Asian stocks rose as better-than-expected U.S. growth data added to evidence of improving global economic health, with investors awaiting key earnings results and an announcement on who will helm the Federal Reserve.
Equities in Australia and South Korea climbed and Japan’s Topix index hovered around the highest since 2007 following another record for the S&P 500 Index Friday. Profit reports due this week from some of the world’s largest companies may show if there’s enough juice in the earnings season to propel another leg higher for global shares. Bond and currency markets continue to be gripped by speculation around who U.S. President Donald Trump will choose as the next Fed chair, with Governor Jerome Powell said to be the front-runner.
Trump last week stoked the sense of drama surrounding his choice, tweeting a video teasing an announcement he said would come this week. The president is leaning toward appointing Powell, according to three people familiar with the matter. Meantime, Bank of Japan Governor Haruhiko Kuroda looks favored to steer monetary policy for another five years after his current term ends in April, the Nikkei newspaper reported, without citing anyone.
Earnings are coming thick and fast. Sinopec and PetroChina probably improved earnings in the third-quarter as higher oil prices helped refining margins, analysts said. Their results are in focus after Exxon and Chevron each posted double-digit profit increases on Friday. Three of China’s big four banks report on Monday, after China Construction Bank earnings last week fueled optimism that interest margins and asset quality are improving. Shares have jumped this year on optimism a regulatory crackdown has eased and growth will boost earnings.
In Spain, the next hurdle in the battle with Catalonian separatists comes Monday, when public employees have to decide which side to follow.

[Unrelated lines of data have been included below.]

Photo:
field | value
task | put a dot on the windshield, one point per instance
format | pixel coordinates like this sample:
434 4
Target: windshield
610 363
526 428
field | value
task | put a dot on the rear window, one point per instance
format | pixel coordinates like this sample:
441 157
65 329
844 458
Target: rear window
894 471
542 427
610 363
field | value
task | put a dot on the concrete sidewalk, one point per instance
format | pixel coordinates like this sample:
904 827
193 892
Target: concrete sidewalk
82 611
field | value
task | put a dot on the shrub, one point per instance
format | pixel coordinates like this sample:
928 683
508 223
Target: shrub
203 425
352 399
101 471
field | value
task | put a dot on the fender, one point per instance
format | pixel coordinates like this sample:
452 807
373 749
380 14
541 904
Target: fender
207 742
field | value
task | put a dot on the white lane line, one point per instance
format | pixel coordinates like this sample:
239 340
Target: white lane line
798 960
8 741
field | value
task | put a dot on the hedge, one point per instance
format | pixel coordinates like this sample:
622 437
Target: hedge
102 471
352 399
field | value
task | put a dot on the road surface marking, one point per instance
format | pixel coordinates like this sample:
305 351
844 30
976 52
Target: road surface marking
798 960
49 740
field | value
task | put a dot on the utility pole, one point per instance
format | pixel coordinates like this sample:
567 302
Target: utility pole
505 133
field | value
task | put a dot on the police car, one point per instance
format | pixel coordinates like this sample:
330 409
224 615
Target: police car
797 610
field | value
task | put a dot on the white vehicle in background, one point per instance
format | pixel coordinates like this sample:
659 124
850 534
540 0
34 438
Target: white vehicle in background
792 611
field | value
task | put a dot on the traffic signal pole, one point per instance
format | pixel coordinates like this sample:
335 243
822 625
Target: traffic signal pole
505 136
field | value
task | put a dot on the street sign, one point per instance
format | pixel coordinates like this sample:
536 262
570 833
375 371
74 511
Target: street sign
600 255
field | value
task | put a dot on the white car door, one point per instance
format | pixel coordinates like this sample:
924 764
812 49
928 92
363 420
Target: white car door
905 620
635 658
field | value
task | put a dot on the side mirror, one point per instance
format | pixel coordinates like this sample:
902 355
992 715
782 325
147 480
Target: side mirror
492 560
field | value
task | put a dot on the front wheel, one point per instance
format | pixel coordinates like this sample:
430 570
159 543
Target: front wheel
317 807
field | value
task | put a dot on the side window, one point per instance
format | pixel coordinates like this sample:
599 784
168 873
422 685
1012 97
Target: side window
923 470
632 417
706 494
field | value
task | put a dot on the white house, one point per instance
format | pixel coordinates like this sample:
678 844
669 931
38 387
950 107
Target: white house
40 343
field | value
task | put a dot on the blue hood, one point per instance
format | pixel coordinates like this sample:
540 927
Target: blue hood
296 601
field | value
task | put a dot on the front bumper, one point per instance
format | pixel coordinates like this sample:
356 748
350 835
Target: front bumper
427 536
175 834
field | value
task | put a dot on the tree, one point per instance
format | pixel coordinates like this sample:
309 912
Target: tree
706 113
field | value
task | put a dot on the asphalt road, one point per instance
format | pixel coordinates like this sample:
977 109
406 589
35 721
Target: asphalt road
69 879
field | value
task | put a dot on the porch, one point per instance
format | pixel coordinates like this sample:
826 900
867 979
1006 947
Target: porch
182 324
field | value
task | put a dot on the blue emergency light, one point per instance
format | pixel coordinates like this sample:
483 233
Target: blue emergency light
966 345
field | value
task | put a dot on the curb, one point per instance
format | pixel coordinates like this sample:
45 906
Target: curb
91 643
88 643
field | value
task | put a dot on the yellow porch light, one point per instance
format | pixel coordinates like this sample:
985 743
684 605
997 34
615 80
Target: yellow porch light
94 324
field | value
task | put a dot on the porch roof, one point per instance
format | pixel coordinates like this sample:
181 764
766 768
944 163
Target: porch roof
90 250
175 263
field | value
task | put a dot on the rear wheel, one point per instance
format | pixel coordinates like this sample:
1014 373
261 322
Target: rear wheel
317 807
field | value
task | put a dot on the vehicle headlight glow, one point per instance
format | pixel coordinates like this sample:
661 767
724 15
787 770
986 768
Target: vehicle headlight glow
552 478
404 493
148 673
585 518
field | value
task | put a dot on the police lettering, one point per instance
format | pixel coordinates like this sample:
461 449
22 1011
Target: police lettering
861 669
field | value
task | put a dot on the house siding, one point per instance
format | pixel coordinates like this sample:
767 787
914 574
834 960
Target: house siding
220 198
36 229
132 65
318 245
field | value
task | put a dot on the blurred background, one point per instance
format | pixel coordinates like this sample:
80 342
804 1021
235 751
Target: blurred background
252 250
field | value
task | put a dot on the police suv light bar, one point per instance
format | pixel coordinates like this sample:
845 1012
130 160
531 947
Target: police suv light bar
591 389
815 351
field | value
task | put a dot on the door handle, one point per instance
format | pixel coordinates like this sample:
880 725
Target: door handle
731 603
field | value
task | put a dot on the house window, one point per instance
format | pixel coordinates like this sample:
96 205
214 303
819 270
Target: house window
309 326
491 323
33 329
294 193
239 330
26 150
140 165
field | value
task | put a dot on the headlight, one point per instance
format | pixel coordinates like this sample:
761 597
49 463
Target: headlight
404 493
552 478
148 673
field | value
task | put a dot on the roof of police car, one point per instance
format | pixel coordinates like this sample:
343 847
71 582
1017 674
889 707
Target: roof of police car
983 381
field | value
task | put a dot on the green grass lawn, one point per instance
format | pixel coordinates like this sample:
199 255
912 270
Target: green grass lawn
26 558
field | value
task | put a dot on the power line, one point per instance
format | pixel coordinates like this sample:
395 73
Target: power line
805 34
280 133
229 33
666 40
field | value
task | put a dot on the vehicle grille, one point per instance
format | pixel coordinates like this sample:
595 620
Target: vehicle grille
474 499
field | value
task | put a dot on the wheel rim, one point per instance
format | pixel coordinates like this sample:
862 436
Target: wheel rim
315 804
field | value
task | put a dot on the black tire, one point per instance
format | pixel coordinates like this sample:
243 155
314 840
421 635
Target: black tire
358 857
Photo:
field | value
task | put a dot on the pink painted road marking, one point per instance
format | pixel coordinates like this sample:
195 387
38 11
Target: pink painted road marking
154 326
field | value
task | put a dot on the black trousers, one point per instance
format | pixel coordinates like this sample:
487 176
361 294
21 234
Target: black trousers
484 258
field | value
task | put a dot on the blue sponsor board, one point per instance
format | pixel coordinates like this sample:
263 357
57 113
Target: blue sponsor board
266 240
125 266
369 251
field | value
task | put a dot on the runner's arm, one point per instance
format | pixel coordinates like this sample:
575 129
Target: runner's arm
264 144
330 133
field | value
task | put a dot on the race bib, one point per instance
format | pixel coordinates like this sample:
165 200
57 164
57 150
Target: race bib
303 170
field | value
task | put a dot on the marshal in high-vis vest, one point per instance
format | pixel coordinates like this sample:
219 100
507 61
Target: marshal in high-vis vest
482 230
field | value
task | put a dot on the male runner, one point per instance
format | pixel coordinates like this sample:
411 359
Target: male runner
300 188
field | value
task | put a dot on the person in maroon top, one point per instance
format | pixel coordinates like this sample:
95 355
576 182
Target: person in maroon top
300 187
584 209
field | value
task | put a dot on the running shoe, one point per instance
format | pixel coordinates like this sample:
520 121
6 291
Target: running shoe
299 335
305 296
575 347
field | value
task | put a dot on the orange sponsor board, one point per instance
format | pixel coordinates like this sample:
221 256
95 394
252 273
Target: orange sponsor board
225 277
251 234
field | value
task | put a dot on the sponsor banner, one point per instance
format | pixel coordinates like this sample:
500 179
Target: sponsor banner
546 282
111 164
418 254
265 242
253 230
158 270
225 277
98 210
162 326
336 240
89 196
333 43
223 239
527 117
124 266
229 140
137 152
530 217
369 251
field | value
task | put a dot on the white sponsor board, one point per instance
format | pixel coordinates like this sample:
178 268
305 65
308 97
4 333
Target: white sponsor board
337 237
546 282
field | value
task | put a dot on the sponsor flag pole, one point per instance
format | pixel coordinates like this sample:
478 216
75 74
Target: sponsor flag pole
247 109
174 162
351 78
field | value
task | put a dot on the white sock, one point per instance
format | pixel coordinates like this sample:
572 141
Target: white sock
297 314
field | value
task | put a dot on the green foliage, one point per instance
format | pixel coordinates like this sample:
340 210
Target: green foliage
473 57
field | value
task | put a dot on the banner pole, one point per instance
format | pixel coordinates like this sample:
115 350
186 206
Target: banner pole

Barcelona’s streets flooded with hundreds of thousands of pro-unity demonstrators over the weekend, pressuring local lawmakers who pledged to defy Madrid’s direct control of the region. Prime Minister Mariano Rajoy on Friday ousted Catalan’s President Carles Puigdemont and dissolved his government after it declared independence.

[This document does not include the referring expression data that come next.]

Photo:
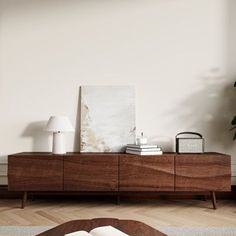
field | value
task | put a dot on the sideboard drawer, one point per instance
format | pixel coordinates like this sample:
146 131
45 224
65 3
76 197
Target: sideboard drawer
35 173
147 173
91 172
203 172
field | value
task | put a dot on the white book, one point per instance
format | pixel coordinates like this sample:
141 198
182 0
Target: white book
99 231
142 146
144 153
143 149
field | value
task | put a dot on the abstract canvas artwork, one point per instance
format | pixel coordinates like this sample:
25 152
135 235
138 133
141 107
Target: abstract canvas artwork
107 118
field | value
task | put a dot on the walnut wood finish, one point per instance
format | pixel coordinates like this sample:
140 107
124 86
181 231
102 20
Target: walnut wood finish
35 172
91 172
117 173
147 173
130 227
203 172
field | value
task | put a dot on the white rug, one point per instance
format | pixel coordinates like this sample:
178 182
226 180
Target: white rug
170 231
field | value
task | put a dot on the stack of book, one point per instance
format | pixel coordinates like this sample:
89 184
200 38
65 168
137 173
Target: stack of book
143 149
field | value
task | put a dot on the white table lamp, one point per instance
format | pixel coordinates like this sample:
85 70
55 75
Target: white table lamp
58 125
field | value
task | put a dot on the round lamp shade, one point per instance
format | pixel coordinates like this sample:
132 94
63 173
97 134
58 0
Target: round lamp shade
59 124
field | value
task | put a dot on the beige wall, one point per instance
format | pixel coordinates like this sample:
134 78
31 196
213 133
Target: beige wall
178 54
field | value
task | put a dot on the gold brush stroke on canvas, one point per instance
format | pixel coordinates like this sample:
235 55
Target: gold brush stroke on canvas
107 118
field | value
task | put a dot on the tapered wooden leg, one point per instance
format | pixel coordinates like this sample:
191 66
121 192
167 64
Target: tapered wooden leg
213 199
24 199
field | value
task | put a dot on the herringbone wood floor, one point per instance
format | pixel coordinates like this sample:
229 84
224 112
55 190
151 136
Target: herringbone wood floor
154 213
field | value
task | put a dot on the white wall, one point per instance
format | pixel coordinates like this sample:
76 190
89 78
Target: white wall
175 53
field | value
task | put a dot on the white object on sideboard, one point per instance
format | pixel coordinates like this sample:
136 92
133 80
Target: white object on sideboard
59 125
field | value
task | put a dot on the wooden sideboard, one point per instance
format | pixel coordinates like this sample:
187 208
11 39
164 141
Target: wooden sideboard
118 173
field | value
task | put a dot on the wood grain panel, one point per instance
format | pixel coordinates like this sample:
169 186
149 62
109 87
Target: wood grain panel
147 173
91 172
205 172
130 227
35 172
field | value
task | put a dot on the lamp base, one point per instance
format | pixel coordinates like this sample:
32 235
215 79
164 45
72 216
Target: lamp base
58 143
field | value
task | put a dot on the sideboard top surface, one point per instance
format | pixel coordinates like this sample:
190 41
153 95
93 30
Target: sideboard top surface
107 153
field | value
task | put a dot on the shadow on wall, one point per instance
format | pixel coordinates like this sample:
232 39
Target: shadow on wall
40 137
76 146
209 110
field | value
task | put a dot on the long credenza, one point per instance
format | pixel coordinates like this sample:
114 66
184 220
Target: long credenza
118 173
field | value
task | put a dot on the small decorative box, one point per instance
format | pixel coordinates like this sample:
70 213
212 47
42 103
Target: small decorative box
189 142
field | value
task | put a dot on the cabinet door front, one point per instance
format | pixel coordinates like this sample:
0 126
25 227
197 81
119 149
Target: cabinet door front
203 172
91 172
35 173
147 173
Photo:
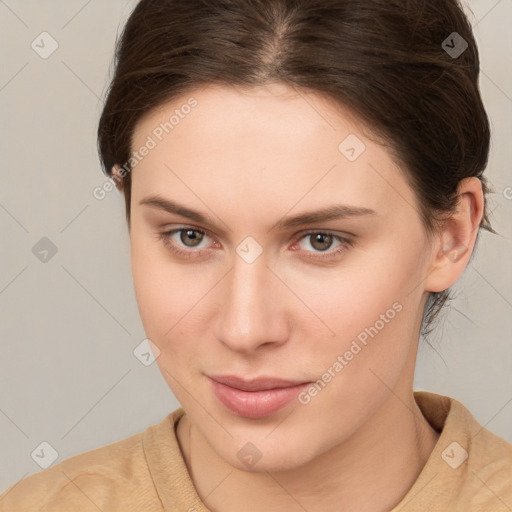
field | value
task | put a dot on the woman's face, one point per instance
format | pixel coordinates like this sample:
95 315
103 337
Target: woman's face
248 290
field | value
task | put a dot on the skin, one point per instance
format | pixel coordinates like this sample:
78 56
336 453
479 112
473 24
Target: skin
247 159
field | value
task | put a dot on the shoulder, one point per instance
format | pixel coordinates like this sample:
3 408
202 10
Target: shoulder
108 478
471 467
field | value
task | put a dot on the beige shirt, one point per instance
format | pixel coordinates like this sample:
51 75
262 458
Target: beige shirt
469 470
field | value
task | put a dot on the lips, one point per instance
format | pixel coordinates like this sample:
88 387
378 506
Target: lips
255 398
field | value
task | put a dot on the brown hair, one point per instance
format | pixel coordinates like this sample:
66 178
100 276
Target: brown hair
386 60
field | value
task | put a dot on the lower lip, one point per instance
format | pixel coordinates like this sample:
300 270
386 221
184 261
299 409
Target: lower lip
255 404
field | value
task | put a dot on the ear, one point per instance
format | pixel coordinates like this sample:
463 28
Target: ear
454 243
117 176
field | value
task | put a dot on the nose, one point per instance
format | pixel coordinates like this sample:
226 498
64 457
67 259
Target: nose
253 309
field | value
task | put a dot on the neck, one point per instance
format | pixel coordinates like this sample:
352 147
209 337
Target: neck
371 471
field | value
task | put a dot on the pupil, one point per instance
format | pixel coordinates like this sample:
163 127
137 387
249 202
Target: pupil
191 235
322 236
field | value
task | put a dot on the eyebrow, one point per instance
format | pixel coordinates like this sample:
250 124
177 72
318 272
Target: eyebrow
332 212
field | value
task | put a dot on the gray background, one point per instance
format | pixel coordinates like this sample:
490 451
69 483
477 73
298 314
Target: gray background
68 375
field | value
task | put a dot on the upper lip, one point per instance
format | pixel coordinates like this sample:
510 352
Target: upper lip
258 384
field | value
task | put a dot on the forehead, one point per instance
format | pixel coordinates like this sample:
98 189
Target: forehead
270 145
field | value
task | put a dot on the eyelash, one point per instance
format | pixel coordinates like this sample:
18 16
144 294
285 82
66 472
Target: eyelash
189 254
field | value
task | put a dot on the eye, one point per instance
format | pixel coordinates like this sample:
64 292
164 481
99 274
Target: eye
323 241
190 238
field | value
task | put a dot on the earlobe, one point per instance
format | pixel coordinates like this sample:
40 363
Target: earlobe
455 241
117 177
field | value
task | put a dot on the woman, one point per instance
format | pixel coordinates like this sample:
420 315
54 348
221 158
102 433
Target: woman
303 184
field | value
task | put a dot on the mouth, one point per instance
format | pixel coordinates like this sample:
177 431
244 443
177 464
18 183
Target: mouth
255 398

On the U.S. political scene, developments in Washington will be closely watched after a grand jury approved the first charges stemming from special counsel Robert Mueller’s probe into Russian meddling in the 2016 election and possible collusion with Donald Trump’s campaign, according to multiple news reports.
Terminal users can read more in our Markets Live blog.
Here are some key upcoming events this week:
- President Donald Trump has said he’ll reveal his choice to lead the Fed by Friday.
- The Fed’s next rate decision is on Wednesday, with economists expecting the central bank to keep rates at 1.25 percent and to increase them at the December meeting.
- The U.S. October payroll report comes out Friday. On Monday, personal income and spending data comes out, which features the Fed’s preferred inflation gauge.
- Trump starts an 11-day trip to Asia, his first as president, on Friday. He’s scheduled to visit Japan, South Korea, China, Vietnam and the Philippines for talks with leaders and to visit the APEC and Asean summits. Trade and security issues — particularly North Korea — will probably be in focus.
- A week packed with earnings releases culminates with Apple Inc. results Friday.
And these are the main moves in markets:
- Japan’s Topix index was flat as of 9:18 a.m. in Tokyo.
- South Korea’s Kospi index gained 0.4 percent.
- Australia’s S&P/ASX 200 Index rose 0.1 percent.
- Futures on Hong Kong’s Hang Seng Index gained 0.3 percent in most recent trading.
- Futures on the S&P 500 Index slid 0.2 percent. The underlying gauge climbed 0.8 percent Friday, when the Nasdaq Composite surged 2.2 percent.
- The Bloomberg Dollar Spot Index was flat.
- The yen was at 113.72, near its weakest since July.
- The euro was little changed at $1.1606 and the pound traded at $1.3135.
- The Aussie bought 76.71 U.S. cents.
- The New Zealand dollar fell 0.3 percent to 68.59 U.S. cents. The country’s new finance minister said at the weekend that reforming the Reserve Bank of New Zealand’s monetary policy mandate could potentially result in lower interest rates.
- The yield on 10-year Treasuries was little changed at 2.41 percent after rising as high as 2.48 percent during the Friday session.
- Australia’s 10-year yield declined five basis points to 2.72 percent in early Monday trading.
- West Texas Intermediate crude rose 0.3 percent to $54.05 after rising 2.4 percent on Friday, when it touched the highest in about six months.
- Gold slipped 0.2 percent to $1,271.68 an ounce.